Но вот сизый туман, окутывающий Волгу и далекий берег с луговой стороны, понемногу алеет и подбирается выше; в чистом небе уже тухнут одна за одной звезды, уступая багровому зареву горизонта. Уже открываются понемногу песчаные отмели, разбросанные по реке, обагряемой восходом; за ними белеют и искрятся луга, упитанные росою, прорезывается сизый бор в чуть видной синеве… Но все еще та же мертвая тишина кругом, и только алые флюгера на высоких мачтах вытягиваются прямее в холодном, сыром воздухе.
Золотое зарево распускается все выше; вот уже макушки церквей с нагорной стороны переглянулись с солнцем; до пристани достигнул свет; с ближайшей приречной слободы долетели крики петухов; глянуло, наконец, солнце, и вдруг как бы разом оживилась вся пристань.
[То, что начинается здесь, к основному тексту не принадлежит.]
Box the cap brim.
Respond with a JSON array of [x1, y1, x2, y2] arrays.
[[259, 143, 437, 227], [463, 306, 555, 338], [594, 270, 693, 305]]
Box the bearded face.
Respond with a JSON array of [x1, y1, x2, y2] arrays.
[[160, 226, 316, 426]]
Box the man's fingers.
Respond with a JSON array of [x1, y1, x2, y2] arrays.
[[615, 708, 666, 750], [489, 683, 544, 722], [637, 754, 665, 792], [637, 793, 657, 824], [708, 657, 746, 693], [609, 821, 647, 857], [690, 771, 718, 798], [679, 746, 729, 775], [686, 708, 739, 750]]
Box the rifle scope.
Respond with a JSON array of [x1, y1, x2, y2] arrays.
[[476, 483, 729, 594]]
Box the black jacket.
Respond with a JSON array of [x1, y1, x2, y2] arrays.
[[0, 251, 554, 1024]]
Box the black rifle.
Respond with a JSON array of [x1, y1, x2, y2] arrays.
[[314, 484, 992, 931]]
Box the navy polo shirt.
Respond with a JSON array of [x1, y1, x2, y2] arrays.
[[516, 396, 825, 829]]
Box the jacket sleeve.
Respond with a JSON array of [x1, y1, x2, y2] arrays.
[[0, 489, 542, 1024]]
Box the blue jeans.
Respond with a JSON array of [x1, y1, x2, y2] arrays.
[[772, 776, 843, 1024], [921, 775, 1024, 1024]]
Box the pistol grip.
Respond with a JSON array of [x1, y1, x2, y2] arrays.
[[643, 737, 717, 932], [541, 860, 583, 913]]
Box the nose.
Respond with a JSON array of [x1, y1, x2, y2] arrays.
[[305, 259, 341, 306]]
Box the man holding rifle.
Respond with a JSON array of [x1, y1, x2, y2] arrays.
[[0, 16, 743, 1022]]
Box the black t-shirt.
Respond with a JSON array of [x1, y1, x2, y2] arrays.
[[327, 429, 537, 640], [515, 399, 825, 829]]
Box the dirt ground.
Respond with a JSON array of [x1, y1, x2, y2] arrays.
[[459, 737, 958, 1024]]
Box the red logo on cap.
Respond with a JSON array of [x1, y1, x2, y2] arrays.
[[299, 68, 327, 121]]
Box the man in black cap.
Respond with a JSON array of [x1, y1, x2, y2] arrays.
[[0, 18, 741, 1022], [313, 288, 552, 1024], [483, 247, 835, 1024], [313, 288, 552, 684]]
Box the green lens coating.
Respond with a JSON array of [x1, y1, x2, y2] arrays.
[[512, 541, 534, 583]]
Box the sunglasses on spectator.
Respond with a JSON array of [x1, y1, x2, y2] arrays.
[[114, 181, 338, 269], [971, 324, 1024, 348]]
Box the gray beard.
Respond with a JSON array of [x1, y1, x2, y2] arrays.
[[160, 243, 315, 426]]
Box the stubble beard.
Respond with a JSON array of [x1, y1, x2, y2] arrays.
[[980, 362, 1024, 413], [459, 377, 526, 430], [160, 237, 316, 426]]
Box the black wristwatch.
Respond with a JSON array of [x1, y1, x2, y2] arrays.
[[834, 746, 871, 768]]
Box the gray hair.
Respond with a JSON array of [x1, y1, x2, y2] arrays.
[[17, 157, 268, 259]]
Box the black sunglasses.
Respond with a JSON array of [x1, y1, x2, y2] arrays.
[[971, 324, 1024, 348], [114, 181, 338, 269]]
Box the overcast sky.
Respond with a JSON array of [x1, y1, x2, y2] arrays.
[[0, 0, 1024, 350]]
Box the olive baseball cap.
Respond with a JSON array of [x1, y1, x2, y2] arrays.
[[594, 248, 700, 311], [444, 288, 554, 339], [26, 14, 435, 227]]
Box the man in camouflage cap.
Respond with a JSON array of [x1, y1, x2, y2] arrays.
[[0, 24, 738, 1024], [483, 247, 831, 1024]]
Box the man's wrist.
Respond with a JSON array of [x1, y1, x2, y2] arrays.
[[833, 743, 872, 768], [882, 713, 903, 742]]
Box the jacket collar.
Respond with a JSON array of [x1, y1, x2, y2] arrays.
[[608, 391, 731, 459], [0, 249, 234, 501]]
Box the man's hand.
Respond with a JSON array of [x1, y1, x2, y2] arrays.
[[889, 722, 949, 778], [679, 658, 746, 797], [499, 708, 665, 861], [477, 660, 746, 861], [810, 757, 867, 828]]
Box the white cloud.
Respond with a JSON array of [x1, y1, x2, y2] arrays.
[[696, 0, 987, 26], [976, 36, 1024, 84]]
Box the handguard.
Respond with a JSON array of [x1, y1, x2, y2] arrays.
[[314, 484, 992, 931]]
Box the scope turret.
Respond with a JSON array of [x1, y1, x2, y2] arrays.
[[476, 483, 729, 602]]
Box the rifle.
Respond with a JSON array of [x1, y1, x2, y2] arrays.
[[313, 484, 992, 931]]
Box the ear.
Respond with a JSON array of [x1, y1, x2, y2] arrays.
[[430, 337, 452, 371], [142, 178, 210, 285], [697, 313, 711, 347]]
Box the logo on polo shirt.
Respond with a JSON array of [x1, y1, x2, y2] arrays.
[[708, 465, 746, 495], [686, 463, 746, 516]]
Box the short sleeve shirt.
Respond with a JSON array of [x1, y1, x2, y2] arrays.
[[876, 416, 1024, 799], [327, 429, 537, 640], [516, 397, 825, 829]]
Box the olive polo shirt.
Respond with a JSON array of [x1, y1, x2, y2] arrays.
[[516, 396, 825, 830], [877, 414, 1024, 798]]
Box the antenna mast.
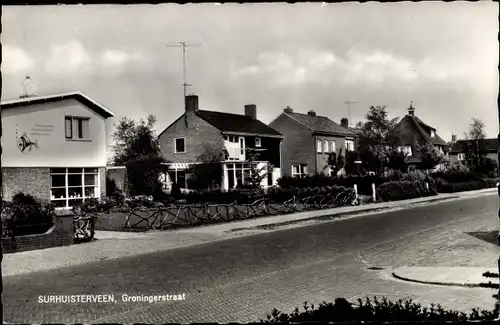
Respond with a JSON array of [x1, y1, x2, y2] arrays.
[[341, 100, 359, 125], [167, 42, 200, 98]]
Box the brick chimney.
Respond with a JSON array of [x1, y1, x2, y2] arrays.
[[185, 95, 198, 112], [245, 104, 257, 120], [340, 117, 349, 129], [408, 102, 415, 116]]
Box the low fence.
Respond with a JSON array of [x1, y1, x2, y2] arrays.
[[114, 192, 356, 230]]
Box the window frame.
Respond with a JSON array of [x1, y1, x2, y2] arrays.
[[49, 167, 101, 209], [174, 137, 186, 153]]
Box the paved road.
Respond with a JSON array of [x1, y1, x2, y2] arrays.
[[3, 194, 498, 323]]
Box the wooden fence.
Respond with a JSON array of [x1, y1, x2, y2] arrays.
[[124, 192, 356, 230]]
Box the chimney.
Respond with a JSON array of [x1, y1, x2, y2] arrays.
[[340, 117, 349, 129], [408, 101, 415, 116], [184, 95, 198, 112], [245, 104, 257, 120]]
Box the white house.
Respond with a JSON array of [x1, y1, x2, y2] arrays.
[[1, 92, 114, 207]]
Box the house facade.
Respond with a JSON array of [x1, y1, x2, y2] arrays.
[[269, 107, 356, 177], [158, 95, 283, 190], [450, 138, 499, 163], [1, 92, 114, 208], [395, 104, 449, 165]]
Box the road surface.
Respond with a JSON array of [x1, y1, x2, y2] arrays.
[[3, 194, 498, 323]]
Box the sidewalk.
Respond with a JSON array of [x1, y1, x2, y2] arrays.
[[392, 267, 499, 290], [2, 188, 497, 276]]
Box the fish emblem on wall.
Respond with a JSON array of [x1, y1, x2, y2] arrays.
[[17, 133, 38, 152]]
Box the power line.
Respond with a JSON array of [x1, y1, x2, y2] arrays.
[[167, 42, 201, 97], [341, 100, 359, 124]]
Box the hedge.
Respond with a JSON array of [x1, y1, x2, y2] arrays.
[[377, 181, 437, 201], [261, 297, 498, 323]]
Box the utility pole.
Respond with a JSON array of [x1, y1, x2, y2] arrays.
[[341, 100, 359, 125], [167, 42, 200, 98]]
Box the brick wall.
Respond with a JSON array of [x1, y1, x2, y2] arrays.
[[269, 114, 315, 176], [314, 135, 346, 173], [2, 212, 73, 254], [106, 168, 127, 193], [159, 112, 224, 163], [2, 167, 50, 201]]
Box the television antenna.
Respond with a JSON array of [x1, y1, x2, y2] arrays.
[[167, 41, 201, 98], [341, 100, 359, 124]]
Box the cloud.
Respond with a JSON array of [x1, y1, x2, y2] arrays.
[[45, 41, 92, 74], [101, 49, 145, 66], [2, 45, 35, 74]]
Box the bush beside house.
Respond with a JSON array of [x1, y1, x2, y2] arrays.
[[261, 297, 498, 323]]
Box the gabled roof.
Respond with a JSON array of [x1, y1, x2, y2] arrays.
[[451, 138, 499, 154], [399, 115, 447, 146], [283, 113, 356, 136], [1, 91, 115, 118], [196, 110, 283, 137]]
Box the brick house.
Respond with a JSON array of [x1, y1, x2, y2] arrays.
[[395, 104, 449, 165], [1, 92, 114, 208], [269, 107, 356, 177], [158, 95, 283, 190], [450, 138, 499, 162]]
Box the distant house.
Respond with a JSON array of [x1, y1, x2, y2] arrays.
[[450, 138, 499, 162], [158, 95, 283, 190], [1, 92, 114, 208], [269, 107, 356, 177], [395, 104, 449, 165]]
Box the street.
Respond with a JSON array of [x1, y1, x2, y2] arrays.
[[3, 193, 498, 323]]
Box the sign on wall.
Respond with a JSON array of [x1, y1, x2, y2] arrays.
[[16, 124, 54, 153]]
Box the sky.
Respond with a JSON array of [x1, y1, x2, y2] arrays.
[[1, 1, 499, 153]]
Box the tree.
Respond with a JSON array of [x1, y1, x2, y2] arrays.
[[111, 114, 160, 166], [188, 146, 224, 190], [243, 151, 272, 189], [417, 143, 444, 170], [357, 106, 399, 173]]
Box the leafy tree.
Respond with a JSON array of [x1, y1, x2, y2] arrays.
[[188, 146, 224, 190], [417, 143, 444, 170], [111, 114, 160, 166], [357, 106, 399, 173]]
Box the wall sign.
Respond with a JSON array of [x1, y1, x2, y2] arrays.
[[17, 133, 38, 152]]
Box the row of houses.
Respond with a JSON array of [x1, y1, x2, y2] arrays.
[[1, 92, 498, 207]]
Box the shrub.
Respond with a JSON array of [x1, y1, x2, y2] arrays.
[[377, 181, 437, 201], [261, 297, 498, 323], [2, 192, 54, 236]]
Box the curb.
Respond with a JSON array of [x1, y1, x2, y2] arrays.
[[229, 195, 461, 232], [392, 272, 496, 289]]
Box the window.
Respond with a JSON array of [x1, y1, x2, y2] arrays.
[[403, 146, 413, 156], [50, 168, 100, 208], [175, 138, 186, 153], [64, 116, 90, 140], [345, 139, 354, 151], [292, 164, 307, 177], [330, 141, 336, 152]]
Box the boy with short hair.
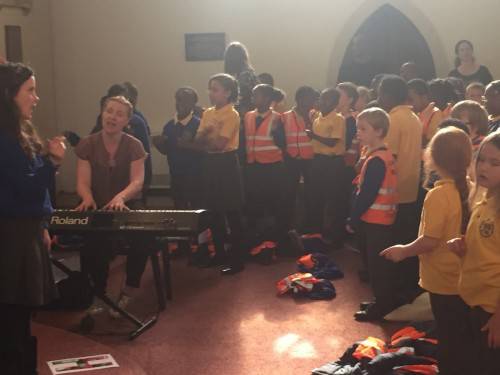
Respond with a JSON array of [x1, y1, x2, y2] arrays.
[[347, 108, 400, 321]]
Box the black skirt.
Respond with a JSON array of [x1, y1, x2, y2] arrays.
[[203, 151, 244, 212], [0, 218, 57, 307]]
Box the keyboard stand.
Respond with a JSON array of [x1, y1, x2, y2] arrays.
[[51, 250, 163, 340]]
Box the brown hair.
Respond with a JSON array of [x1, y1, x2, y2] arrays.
[[470, 131, 500, 217], [424, 127, 472, 233], [450, 100, 488, 135], [102, 95, 134, 118], [358, 107, 390, 137], [0, 63, 42, 158], [465, 82, 486, 94]]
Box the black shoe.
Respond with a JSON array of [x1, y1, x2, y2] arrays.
[[220, 264, 245, 276], [359, 301, 375, 311], [354, 303, 388, 322], [358, 270, 370, 284]]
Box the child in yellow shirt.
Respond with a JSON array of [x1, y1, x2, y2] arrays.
[[195, 74, 244, 275], [306, 88, 345, 247], [381, 127, 472, 374], [449, 132, 500, 375]]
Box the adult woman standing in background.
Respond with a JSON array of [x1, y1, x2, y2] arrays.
[[0, 63, 65, 375], [448, 40, 493, 86]]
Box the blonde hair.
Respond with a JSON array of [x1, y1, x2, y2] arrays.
[[424, 127, 472, 233], [358, 107, 390, 137], [102, 95, 134, 118], [450, 100, 488, 135], [465, 82, 486, 94]]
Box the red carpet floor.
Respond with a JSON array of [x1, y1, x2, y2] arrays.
[[36, 250, 399, 375]]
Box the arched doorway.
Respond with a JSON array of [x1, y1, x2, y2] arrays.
[[338, 4, 436, 85]]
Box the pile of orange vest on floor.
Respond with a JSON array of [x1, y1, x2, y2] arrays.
[[312, 323, 439, 375], [276, 253, 344, 300]]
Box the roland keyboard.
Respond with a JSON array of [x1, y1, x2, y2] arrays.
[[49, 210, 208, 236]]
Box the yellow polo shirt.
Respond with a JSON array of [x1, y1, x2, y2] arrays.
[[198, 104, 240, 153], [385, 105, 422, 203], [458, 198, 500, 313], [311, 111, 345, 156], [419, 179, 462, 295]]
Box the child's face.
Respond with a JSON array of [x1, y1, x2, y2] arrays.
[[175, 93, 195, 118], [484, 88, 500, 116], [297, 96, 318, 112], [319, 94, 338, 115], [356, 119, 381, 146], [457, 111, 476, 134], [354, 95, 368, 112], [337, 89, 352, 109], [253, 90, 272, 111], [208, 79, 231, 107], [102, 100, 130, 134], [457, 43, 474, 61], [465, 88, 484, 105], [476, 142, 500, 189], [408, 90, 429, 113]]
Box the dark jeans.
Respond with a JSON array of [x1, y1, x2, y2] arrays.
[[470, 307, 500, 375], [430, 293, 474, 375], [245, 162, 288, 247], [80, 234, 151, 295], [0, 304, 37, 375], [171, 175, 203, 210], [211, 211, 244, 265], [308, 154, 346, 243], [285, 157, 312, 229], [357, 222, 401, 313], [393, 202, 421, 303]]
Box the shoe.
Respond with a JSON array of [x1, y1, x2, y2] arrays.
[[358, 270, 370, 283], [85, 298, 106, 316], [108, 292, 132, 319], [220, 264, 245, 276], [354, 303, 390, 322], [359, 301, 375, 311], [199, 255, 227, 268], [288, 230, 305, 256]]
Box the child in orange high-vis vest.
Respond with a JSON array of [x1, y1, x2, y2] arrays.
[[381, 127, 472, 375], [346, 108, 400, 321], [449, 132, 500, 375], [282, 86, 319, 229], [244, 84, 287, 256]]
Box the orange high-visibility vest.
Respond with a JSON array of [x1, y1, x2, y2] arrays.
[[245, 111, 283, 164], [282, 110, 314, 159], [358, 149, 398, 225]]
Всюду заскрипели калитки амбаров, из-под каждой цыновки выползал бурлак, радостно встречая ведряное утро. С горы по желтым, освещенным солнцем дорогам покатились тяжелые подводы, потянулись длинные ватаги бурлаков, мазуров и всякого рабочего народу. Пронзительный свист послышался с барок; крик лоцманов, смешиваясь постепенно с шумом сбрасываемых досок, с гамом толпы, с песнями, мало-помалу наполнил пристань какою-то дикою, нескладною сумятицею. Жизнь и деятельность закипели кругом. Там разводили ужеогонь, и вокруг котла усаживались бурлаки; в другом месте они тянулись один за другим по дощатым подмосткам, с одной барки на другую, таща на широкой спине пудовые кули с мукою и рожью. Тут клубился густой столб дыму над опрокинутой баркой, которую обдавали кипящей смолой. Здесь нагружали барку; на другом спуске с криком, гвалтом и песнями вытаскивали на берег расшиву; кое-где неподвижными группами лежали на обрывчатом скате, на тюках и бревнах, работники в ожидании найма и хозяев; краюха ржаного хлеба, щедро засыпанная крупною солью, была в руках каждого. Мало-помалу показались и самые хозяева барок. Длинные синие армяки и пуховые шапки, обсыпанные мукою, бирки в руках и окладистые бороды отличали их сразу в толпе, которая поминутно увеличивалась. Несмолкавший говор охватывал всю пристань.